April 1, 2026: the joke’s on me these days smh
Happy day comrades 💖
While bopping about in life, I was listening to something where someone was talking about choosing to avoid distractions to embrace the discomfort… and felt like it was really speaking to me. For years, I’ve sought distractions. They’ve never done me any good and always had me running in the same cycles wondering… why nothing was changing. It took me years outside of the environment I was raised in to realize this.
It took me years to learn these few things about myself and life:
Who I am is plenty. If I’m ever “too much,” good luck finding and settling for less.
I don’t have to perform a certain way, dress certain way, act or be a certain way to be celebrated.
I go where I’m celebrated and embraced, not just tolerated.
Uncertainty and silence are also an answer.
Since I’ve learned these things and have taken my steps into my own spiritual journey, it’s taken some people aback. It’s reasonable. I’ve been embracing those who have seen me in the many phases of my life and still choose to have me a part of their lives. I’m happy to know I have friends in different area codes these days!

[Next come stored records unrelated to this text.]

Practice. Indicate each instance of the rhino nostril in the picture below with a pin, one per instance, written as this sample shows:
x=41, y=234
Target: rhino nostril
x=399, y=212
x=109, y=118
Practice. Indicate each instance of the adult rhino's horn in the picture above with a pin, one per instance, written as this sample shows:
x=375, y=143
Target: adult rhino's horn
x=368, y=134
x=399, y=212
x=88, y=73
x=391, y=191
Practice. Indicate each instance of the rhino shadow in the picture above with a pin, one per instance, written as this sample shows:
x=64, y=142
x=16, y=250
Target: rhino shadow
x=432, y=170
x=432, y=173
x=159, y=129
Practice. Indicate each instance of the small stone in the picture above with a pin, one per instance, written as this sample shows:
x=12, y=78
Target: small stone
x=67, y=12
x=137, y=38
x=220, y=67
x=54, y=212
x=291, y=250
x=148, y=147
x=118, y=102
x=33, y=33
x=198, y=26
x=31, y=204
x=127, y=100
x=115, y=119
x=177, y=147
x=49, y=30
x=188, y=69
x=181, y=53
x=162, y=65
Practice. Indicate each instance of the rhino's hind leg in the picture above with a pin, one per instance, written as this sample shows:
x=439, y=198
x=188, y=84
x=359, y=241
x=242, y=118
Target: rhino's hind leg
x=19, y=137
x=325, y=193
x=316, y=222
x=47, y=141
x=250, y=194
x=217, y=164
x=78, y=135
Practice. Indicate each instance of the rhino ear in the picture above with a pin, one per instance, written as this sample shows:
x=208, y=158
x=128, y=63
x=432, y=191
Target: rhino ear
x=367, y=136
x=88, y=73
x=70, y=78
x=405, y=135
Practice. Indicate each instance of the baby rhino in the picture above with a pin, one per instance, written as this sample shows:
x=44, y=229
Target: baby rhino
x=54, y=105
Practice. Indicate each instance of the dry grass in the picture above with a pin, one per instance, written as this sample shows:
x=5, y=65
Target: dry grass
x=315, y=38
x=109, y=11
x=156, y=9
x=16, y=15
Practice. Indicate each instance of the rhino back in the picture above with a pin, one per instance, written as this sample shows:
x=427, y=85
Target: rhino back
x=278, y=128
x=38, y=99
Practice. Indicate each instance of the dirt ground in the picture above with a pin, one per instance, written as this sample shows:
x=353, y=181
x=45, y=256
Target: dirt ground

Being back in Gwinnett now for what’s been 4-5 months, I’ve gotten into our own swing of things. Things haven’t really panned out the way I want them to, but whatever is in God’s hands is gonna be better anyway. I just gotta be okay with embracing the discomfort. Extending the olive branch when I truly don’t want to. Setting the positive example.
Until next time, here’s three things today that make me happy:
our new puppy Sadie, “everything showers”, fresh brewed coffee.
Trust in the Lord with all your heart and lean not on your own understanding; in all your ways submit to Him, and He will make your paths straight.
Proverbs 3:5-6
Celebrate what makes you happy always.